Radio Broadcaster Michael Savage and Others Banned From U.K.
Article audio sponsored by The John Birch Society

The United Kingdom released a list of the names of 16 people not allowed into the U.K. (apparently six more people are banned, but their names are not being released).

According to the Independent (U.K.), British Home Secretary Jacqui Smith said of those on the list, which was begun last October and adds two to five people per month, “This is someone who has fallen into the category of fomenting hatred, of such extreme views and expressing them in such a way that it is actually likely to cause inter-community tension or even violence if that person were allowed into the country.”

On this list is U.S. shock-jock Michael Savage, who has one of the top-five largest radio audiences in the United States. Savage apparently made the list because he called the Koran “a book of hate” and has verbally assailed illegal immigration in the United States. Savage, who is on the list with murderers and people who openly provoke killing and other violence, plans to sue Smith for defamation because he opposes violence. Since Savage would essentially be suing the British government, however, his case will likely go nowhere.

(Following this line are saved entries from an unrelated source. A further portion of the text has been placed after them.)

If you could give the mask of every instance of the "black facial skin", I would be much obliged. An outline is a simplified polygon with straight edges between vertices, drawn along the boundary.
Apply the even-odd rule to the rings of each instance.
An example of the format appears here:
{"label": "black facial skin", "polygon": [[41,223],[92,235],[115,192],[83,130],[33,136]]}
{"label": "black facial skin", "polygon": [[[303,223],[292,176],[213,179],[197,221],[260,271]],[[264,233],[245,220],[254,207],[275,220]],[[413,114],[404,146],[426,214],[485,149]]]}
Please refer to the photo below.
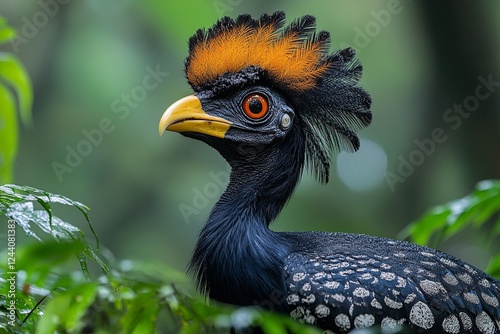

Those public notables missing from the list tell as much about the reasons for its enactment as any other factor. Iranian President Mahmoud Ahmadinejad, who sparked a mass walkout at the UN racism conference by EU delegates in April for a tirade against Israelis, including calling them “racist perpetrators of genocide,” according to the Guardian (U.K.), is missing (though he could be one of the unnamed six). Also missing are U.S. leader of the Nation of Islam Louis Farrakhan, who regularly verbally disparages whites and Jews; the leaders of MoveOn.org for publishing anti-Catholic rhetoric on their website; and the leaders of the Hispanic groups La Raza (The Race) and MEChA for promoting the killing of whites, along with a long list of brutal dictators from around the world. Nor does the list advocate evicting from Britain any of the numerous Muslims who parade around that country with signs advocating the killing of non-Muslims.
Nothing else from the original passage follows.